Pharmacokinetics of lopinavir/ritonavir and efavirenz in food insecure HIV-infected pregnant and breastfeeding women in Tororo, Uganda

Abstract

Pregnancy and food insecurity may impact antiretroviral (ART) pharmacokinetics (PK), adherence and response. We sought to quantify and characterize the PK of lopinavir/ritonavir (LPV/r) and efavirenz (EFV) by pregnancy and nutritional status among HIV-infected women in Tororo, Uganda. In 2011, 62/225 ante-partum/post-partum single dried blood spot samples DBS and 43 post-partum hair samples for LPV/r were derived from 116 women, 51/194 ante-/post-partum DBS and 53 post-partum hair samples for EFV from 105 women. Eighty percent of Ugandan participants were severely food insecure, 26% lost weight ante-partum, and median BMI post-partum was only 20.2 kg/m(2) . Rich PK-data of normally nourished (pregnant) women and healthy Ugandans established prior information. Overall, drug exposure was reduced (LPV -33%, EFV -15%, ritonavir -17%) compared to well-nourished controls (P < 0.001), attributable to decreased bioavailability. Pregnancy increased LPV/r clearance 68% (P < 0.001), whereas EFV clearance remained unchanged. Hair concentrations correlated with plasma-exposure (P < 0.001), explaining 29% PK-variability. In conclusion, pregnancy and food insecurity were associated with lower ART exposures in this cohort of predominantly underweight women, compared to well-nourished women. Much variability in plasma-exposure was quantified using hair concentrations. Addressing malnutrition as well as ART-PK in this setting should be a priority.

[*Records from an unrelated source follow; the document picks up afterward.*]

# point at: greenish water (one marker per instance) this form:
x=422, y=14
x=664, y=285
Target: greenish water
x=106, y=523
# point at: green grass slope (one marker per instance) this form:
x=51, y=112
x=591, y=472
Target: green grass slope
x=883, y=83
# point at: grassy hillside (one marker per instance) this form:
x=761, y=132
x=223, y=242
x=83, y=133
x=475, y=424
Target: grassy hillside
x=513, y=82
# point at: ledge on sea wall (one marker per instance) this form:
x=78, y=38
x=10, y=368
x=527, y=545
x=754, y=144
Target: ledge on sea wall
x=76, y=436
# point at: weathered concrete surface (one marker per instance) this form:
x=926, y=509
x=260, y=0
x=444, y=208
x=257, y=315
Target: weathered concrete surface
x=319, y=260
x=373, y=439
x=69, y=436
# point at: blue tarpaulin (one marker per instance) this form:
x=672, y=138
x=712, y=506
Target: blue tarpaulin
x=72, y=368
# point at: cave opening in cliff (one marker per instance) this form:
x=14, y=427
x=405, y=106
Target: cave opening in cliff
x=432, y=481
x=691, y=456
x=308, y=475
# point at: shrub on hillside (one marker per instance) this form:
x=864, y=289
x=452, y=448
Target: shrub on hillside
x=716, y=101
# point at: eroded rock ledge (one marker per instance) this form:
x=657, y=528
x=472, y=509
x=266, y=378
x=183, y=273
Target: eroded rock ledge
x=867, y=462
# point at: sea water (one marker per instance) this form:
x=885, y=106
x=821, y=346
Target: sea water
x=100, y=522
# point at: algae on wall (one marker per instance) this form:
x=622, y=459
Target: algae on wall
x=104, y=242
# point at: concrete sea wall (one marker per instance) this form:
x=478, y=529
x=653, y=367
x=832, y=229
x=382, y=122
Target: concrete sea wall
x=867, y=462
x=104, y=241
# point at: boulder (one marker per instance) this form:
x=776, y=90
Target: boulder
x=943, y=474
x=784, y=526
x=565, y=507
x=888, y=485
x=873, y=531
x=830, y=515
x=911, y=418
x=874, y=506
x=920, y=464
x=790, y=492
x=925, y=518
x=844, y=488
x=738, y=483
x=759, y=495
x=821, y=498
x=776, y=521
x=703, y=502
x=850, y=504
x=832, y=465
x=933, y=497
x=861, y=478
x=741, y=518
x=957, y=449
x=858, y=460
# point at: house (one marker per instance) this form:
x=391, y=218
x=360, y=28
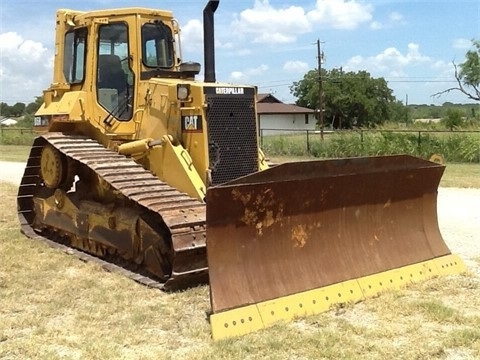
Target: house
x=7, y=122
x=276, y=117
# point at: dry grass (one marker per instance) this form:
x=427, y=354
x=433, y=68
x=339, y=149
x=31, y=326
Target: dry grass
x=54, y=306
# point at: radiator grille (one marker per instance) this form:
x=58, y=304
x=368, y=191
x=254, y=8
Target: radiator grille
x=232, y=136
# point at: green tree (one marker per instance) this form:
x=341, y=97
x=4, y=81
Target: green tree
x=467, y=74
x=350, y=99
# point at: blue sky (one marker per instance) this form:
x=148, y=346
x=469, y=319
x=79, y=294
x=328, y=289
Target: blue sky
x=272, y=43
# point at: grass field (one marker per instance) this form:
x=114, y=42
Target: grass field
x=54, y=306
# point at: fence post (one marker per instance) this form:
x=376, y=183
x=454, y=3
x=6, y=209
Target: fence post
x=308, y=142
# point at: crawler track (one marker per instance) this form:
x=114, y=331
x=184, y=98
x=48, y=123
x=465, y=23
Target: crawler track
x=178, y=215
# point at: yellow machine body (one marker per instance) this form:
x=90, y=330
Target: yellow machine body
x=137, y=161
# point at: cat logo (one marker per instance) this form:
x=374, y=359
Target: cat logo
x=192, y=123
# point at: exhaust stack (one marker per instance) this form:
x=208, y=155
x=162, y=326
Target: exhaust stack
x=209, y=40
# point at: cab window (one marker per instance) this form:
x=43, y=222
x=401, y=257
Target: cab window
x=157, y=45
x=74, y=56
x=114, y=76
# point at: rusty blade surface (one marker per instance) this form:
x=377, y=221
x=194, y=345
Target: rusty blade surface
x=300, y=226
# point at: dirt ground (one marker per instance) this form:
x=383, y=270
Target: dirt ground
x=458, y=215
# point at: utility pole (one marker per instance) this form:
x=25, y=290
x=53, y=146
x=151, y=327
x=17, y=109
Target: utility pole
x=320, y=88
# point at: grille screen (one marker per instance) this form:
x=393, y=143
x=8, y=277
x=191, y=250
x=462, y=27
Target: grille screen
x=232, y=137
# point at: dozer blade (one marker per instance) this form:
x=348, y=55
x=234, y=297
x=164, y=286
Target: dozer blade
x=300, y=237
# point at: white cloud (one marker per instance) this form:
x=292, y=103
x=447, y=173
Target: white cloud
x=266, y=24
x=394, y=18
x=25, y=68
x=248, y=74
x=376, y=25
x=340, y=14
x=269, y=25
x=462, y=44
x=390, y=62
x=296, y=66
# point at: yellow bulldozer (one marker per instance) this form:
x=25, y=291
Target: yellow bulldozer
x=143, y=168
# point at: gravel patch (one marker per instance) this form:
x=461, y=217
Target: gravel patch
x=458, y=215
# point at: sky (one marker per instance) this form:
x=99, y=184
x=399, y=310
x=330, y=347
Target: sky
x=273, y=43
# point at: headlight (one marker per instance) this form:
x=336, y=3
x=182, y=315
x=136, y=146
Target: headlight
x=183, y=91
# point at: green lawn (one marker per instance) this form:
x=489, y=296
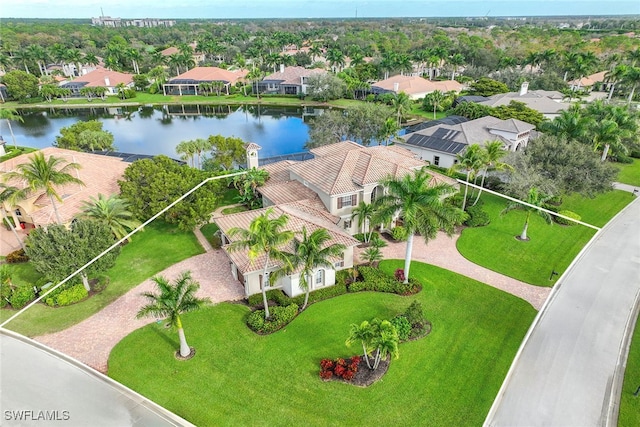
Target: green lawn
x=449, y=378
x=630, y=404
x=630, y=173
x=551, y=248
x=151, y=251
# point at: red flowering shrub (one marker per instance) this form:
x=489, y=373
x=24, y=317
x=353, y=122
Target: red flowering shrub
x=341, y=368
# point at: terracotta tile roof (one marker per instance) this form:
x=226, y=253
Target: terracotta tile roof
x=416, y=85
x=104, y=77
x=279, y=171
x=99, y=173
x=210, y=74
x=293, y=75
x=352, y=167
x=299, y=217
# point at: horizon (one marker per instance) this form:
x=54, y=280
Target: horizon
x=308, y=9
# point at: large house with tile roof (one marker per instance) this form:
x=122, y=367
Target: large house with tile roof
x=320, y=192
x=288, y=80
x=547, y=102
x=188, y=83
x=100, y=175
x=414, y=86
x=442, y=143
x=100, y=77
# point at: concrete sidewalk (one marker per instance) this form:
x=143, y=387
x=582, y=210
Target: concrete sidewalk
x=570, y=367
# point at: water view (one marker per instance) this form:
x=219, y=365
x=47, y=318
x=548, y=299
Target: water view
x=158, y=129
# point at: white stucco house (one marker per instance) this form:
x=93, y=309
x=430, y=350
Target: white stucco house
x=320, y=192
x=440, y=144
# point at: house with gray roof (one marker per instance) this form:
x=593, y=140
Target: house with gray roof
x=547, y=102
x=288, y=80
x=441, y=144
x=320, y=192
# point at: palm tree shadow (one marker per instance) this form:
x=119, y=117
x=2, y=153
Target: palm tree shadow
x=161, y=331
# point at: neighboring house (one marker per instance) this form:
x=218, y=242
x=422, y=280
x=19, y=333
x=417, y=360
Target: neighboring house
x=415, y=87
x=547, y=102
x=99, y=77
x=187, y=83
x=100, y=175
x=197, y=57
x=288, y=81
x=321, y=192
x=597, y=82
x=440, y=144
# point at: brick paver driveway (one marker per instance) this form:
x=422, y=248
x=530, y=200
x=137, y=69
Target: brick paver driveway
x=91, y=340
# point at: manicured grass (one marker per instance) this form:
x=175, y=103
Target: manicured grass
x=551, y=248
x=630, y=404
x=630, y=173
x=151, y=251
x=449, y=378
x=208, y=230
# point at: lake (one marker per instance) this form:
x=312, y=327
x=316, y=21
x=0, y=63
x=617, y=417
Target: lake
x=158, y=129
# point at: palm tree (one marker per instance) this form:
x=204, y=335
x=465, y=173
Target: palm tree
x=363, y=333
x=423, y=209
x=535, y=198
x=113, y=211
x=8, y=114
x=10, y=195
x=364, y=212
x=45, y=174
x=493, y=152
x=173, y=300
x=264, y=238
x=402, y=104
x=310, y=252
x=471, y=161
x=435, y=98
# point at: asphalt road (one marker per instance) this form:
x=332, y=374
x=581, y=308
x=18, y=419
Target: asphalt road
x=568, y=371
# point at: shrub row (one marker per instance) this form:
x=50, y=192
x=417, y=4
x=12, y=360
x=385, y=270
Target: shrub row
x=16, y=257
x=279, y=317
x=377, y=280
x=341, y=368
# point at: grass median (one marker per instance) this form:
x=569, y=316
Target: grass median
x=449, y=378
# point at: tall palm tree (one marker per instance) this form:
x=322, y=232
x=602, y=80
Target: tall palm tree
x=45, y=174
x=535, y=198
x=423, y=209
x=265, y=238
x=310, y=252
x=364, y=211
x=493, y=152
x=113, y=211
x=172, y=301
x=10, y=195
x=435, y=98
x=8, y=114
x=471, y=161
x=402, y=104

Keywords: clinical research (CRE); infectious diseases (INF); pharmacodynamics (PDY); pharmacokinetics and drug metabolism; pharmacology (PHA).

Figure 1

VPC-based Simulations of LPV (a), RTV (b) and EFV (c) in ante and post partum, breastfeeding women. Black dots represent the concentrations (dried blood spot adjusted to represent plasma concentrations). The solid lines indicate the median of the observed data, the dark gray shaded area is the simulated median with uncertainty and the dotted lines are 90th percentiles of simulated data.

Figure 2

Association of apparent bioavailability (F1) and hair concentrations. Individual predictions of F1 of EFV (black dots), LVP (dark grey dots) and RTV (light grey dots) are shown. The association between F1 and hair concentrations was described using a linear function (straight black line). For comparison, the models without a measure of adherence are presented as a dotted lines (F1= 0.60, 0.67 and 0.85 for EFV, LPV and RTV respectively). EFV efavirenz, LPV lopinavir, RTV ritonavir

Figure 3

Predicted plasma concentration-time profiles for well nourished and malnourished pregnant and post pregnant women. Predicted plasma concentration-time profiles for EFV (a) and LPV (b) of well nourished women are (gray lines), and malnourished women (black lines). For LPV, plasma concentration-time profiles are shown for post-partum women (straight lines), after 35% dose increase during pregnancy (dotted lines). The dashed black lines show what would happen without dose adjustment in malnourished women during pregnancy.